You don't need a lambda, normal functions work as well:

In [15]:
# works with normal (not lambda) funcs as well:
def cels_to_fahr(cels):
    fahr = (cels - 32) * 5 / 9
    return round(fahr, 1)


temps_f = spark.sparkContext.parallelize([64.0, 63.3, 61.2, 61.0, 58.7, 59.2, 59.0])
print(temps_f.map(cels_to_fahr).collect())

[17.8, 17.4, 16.2, 16.1, 14.8, 15.1, 15.0]


PySpark is lazily evaluated, so only certain functions will actually trigger a transformation.

In [16]:
rdd = spark.sparkContext.parallelize([1, 2, 3])

# this transformation is clearly illegal
rdd_messed_up = rdd.map(lambda x: x / 0 + "bad")
print("Defined illegal transformation (fine)")

# ...but it won't error until we actually collect() the result:
try:
    print("Calling collect() on the result (errors)")
    rdd_messed_up.collect()
except Py4JJavaError as e:
    print(f"Error:\n  {repr(e)}")

Defined illegal transformation (fine)
Calling collect() on the result (errors)
Error:
  Py4JJavaError('An error occurred while calling z:org.apache.spark.api.python.PythonRDD.collectAndServe.\n', JavaObject id=o159)


Another example of lazy evaluation.
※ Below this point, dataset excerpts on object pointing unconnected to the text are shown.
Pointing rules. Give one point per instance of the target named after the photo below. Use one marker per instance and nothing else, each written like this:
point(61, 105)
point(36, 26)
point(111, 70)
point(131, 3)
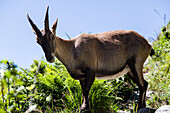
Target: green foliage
point(159, 70)
point(49, 88)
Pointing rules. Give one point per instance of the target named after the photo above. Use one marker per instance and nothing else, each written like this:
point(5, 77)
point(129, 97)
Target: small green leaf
point(30, 87)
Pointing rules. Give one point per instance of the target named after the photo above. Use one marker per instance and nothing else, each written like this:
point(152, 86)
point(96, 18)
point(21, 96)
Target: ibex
point(107, 55)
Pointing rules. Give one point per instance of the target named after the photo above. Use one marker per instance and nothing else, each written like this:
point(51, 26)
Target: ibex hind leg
point(137, 77)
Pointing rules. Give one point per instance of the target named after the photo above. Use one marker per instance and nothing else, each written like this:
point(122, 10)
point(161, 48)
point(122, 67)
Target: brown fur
point(103, 54)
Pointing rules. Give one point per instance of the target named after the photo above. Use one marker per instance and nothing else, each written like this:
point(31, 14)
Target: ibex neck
point(64, 50)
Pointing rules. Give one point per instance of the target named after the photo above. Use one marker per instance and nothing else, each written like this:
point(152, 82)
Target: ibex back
point(107, 55)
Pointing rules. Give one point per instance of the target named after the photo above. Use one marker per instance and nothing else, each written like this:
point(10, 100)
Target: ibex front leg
point(86, 85)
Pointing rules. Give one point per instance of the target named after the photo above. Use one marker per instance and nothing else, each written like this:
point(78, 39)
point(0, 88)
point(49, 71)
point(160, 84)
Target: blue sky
point(17, 41)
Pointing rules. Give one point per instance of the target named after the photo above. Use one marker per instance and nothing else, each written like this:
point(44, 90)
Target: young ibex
point(107, 55)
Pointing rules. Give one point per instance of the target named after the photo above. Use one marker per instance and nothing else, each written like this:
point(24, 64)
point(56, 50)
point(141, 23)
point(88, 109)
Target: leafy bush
point(49, 88)
point(158, 70)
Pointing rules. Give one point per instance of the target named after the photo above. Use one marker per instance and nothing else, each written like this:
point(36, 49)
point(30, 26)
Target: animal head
point(46, 37)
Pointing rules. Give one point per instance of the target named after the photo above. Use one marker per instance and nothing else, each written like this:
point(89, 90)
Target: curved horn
point(34, 27)
point(46, 20)
point(54, 26)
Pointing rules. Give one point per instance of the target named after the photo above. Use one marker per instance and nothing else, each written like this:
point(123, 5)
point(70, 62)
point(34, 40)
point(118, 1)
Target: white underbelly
point(117, 75)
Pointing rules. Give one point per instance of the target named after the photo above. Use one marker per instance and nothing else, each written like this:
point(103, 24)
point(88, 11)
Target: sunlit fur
point(101, 55)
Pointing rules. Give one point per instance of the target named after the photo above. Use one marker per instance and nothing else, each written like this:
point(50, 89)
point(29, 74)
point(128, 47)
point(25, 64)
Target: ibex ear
point(54, 26)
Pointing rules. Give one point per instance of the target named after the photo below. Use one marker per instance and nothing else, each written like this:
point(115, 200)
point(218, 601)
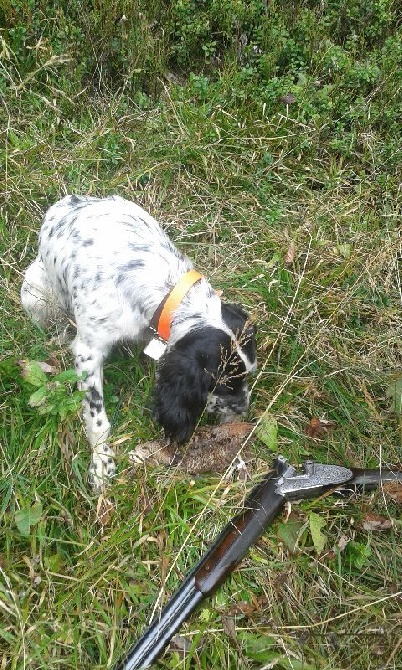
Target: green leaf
point(317, 523)
point(267, 431)
point(38, 397)
point(33, 373)
point(27, 517)
point(394, 391)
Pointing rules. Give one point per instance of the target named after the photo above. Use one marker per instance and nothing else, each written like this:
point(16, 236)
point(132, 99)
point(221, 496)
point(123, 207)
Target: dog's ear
point(181, 393)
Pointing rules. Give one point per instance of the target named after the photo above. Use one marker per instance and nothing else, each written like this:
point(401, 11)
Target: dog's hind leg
point(89, 366)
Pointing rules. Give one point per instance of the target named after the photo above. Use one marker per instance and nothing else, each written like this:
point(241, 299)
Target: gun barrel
point(260, 508)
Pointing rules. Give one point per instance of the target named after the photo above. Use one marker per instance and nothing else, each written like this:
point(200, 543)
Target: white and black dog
point(108, 265)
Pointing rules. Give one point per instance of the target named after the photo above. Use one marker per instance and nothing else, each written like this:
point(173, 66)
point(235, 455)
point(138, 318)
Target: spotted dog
point(108, 265)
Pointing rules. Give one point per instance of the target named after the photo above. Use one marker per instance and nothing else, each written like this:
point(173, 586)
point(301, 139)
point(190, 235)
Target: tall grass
point(266, 138)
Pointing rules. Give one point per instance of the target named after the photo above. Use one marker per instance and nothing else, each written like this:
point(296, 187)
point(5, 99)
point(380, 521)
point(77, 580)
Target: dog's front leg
point(89, 365)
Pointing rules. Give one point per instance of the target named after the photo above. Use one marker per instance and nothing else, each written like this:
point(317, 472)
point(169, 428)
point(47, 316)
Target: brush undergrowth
point(266, 137)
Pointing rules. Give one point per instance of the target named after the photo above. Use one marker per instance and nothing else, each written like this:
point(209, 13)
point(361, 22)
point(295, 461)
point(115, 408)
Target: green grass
point(197, 133)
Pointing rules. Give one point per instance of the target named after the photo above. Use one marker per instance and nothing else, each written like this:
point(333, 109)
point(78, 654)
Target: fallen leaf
point(376, 522)
point(267, 431)
point(317, 523)
point(26, 517)
point(317, 428)
point(393, 490)
point(288, 99)
point(290, 254)
point(211, 449)
point(104, 511)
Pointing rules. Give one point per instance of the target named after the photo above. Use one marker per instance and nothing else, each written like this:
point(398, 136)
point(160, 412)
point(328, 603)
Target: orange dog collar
point(171, 302)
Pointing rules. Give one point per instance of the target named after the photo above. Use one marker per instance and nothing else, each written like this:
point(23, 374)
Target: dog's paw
point(102, 467)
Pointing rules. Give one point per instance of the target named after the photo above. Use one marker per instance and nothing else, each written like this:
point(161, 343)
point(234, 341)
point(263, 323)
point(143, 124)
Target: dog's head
point(206, 370)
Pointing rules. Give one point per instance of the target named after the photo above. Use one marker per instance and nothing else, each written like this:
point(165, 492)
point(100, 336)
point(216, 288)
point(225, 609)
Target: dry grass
point(306, 237)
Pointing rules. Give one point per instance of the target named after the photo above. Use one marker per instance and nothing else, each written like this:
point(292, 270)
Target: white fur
point(107, 265)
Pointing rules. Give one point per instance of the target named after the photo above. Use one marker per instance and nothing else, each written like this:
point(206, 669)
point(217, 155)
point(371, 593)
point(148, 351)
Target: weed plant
point(266, 138)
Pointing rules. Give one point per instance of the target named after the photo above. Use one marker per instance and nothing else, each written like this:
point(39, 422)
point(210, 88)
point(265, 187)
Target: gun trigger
point(315, 477)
Here the "expensive" computation never actually happens.

In [17]:
def expensive_operation(input):
    time.sleep(5000000)  # sleep for many many seconds
    return input + 1


rdd = spark.sparkContext.parallelize([1, 2, 3]).map(expensive_operation)
print("This RDD exists despite never being evaluated:")
print("  " + repr(rdd))

This RDD exists despite never being evaluated:
  PythonRDD[18] at RDD at PythonRDD.scala:56


Calculating averages with `reduce()` and `count()`:

In [None]:
scores = [72, 87, 92, 76, 83, 91, 63, 88, 99, 85]
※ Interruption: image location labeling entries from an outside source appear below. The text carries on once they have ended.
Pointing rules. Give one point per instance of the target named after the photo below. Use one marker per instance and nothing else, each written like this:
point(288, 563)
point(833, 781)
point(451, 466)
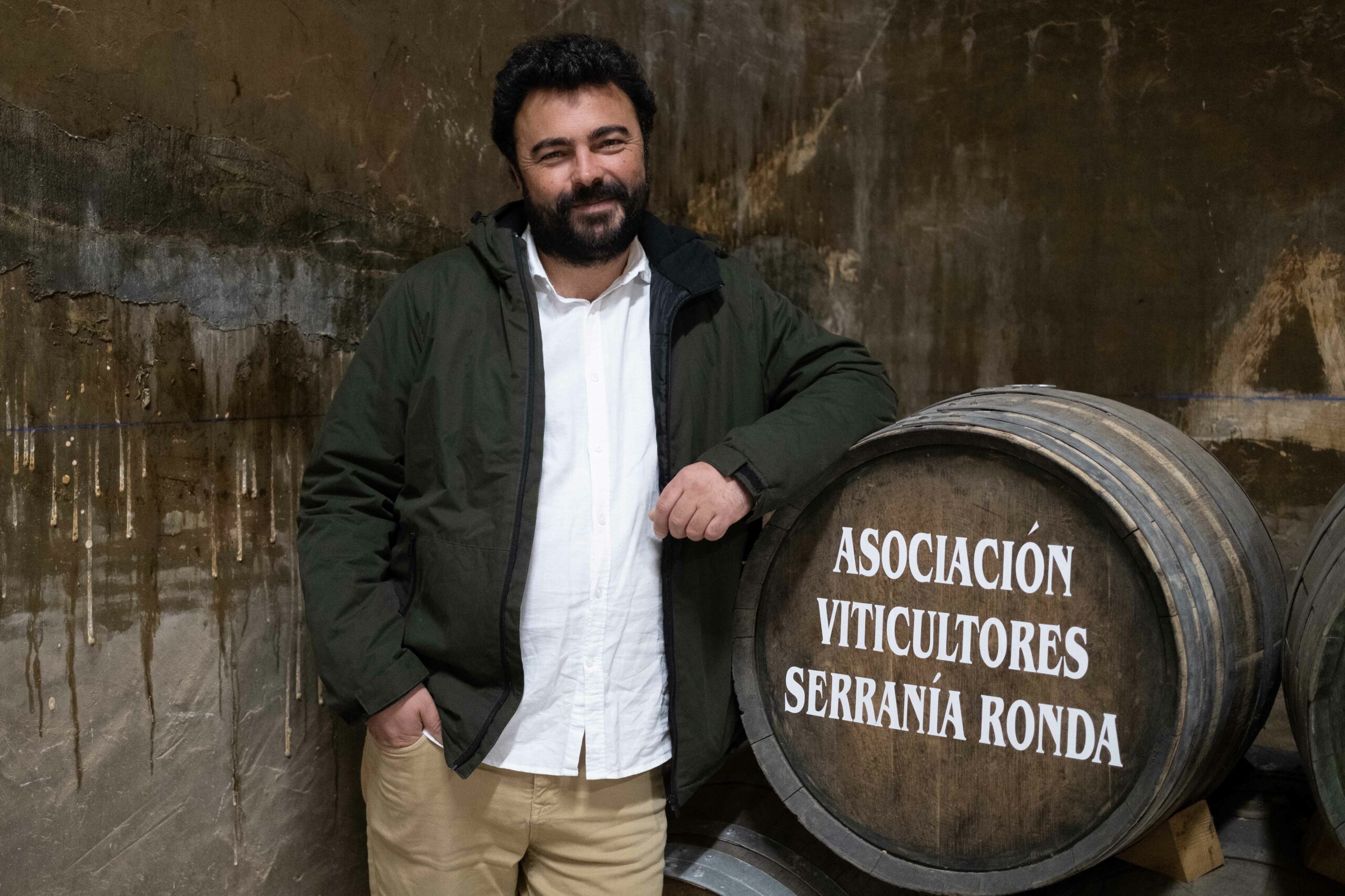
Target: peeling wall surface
point(201, 206)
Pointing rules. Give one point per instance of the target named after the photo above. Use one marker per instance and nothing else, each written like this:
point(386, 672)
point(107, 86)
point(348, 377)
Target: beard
point(582, 238)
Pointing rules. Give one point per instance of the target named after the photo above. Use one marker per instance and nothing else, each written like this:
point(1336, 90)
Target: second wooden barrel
point(1315, 664)
point(1005, 637)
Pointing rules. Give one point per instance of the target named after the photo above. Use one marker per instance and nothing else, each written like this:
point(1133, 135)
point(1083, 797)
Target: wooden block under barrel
point(1184, 848)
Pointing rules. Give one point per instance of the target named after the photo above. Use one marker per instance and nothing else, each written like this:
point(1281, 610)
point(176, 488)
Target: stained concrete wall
point(202, 204)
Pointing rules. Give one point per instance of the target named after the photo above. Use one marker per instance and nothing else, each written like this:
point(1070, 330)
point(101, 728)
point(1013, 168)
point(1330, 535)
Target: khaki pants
point(501, 832)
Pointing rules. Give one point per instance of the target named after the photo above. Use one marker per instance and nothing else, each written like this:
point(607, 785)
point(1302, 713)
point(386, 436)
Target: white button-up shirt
point(592, 619)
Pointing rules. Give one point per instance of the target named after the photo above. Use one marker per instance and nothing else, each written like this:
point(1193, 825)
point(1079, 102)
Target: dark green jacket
point(420, 495)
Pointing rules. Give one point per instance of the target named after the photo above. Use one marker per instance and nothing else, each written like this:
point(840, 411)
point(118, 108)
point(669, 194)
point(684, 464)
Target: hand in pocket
point(402, 723)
scores_rdd = spark.sparkContext.parallelize(scores)

total = scores_rdd.reduce(lambda x, y: x + y)
count = scores_rdd.count()
print(f"Average score is {total / count}")

Average score is 83.6


TODO: `broadcast()` and `accumulator`

More examples (none of these are important imo):

`countByKey()` and `countByValue()` measure the frequencies of things and return a dict.

In [50]:
names = ["Alice", "Bob", "Bob", "Bob", "Charlie", "Eve", "Eve", "Eggplant"]

rdd = spark.sparkContext.parallelize(names)
# basic counter
print("count by value: ", rdd.countByValue())
# first char in each string is the 'key'
# usually this would be used with tuples
print("count by key: ", rdd.countByKey())

count by value:  defaultdict(<class 'int'>, {'Alice': 1, 'Bob': 3, 'Charlie': 1, 'Eve': 2, 'Eggplant': 1})
count by key:  defaultdict(<class 'int'>, {'A': 1, 'B': 3, 'C': 1, 'E': 3})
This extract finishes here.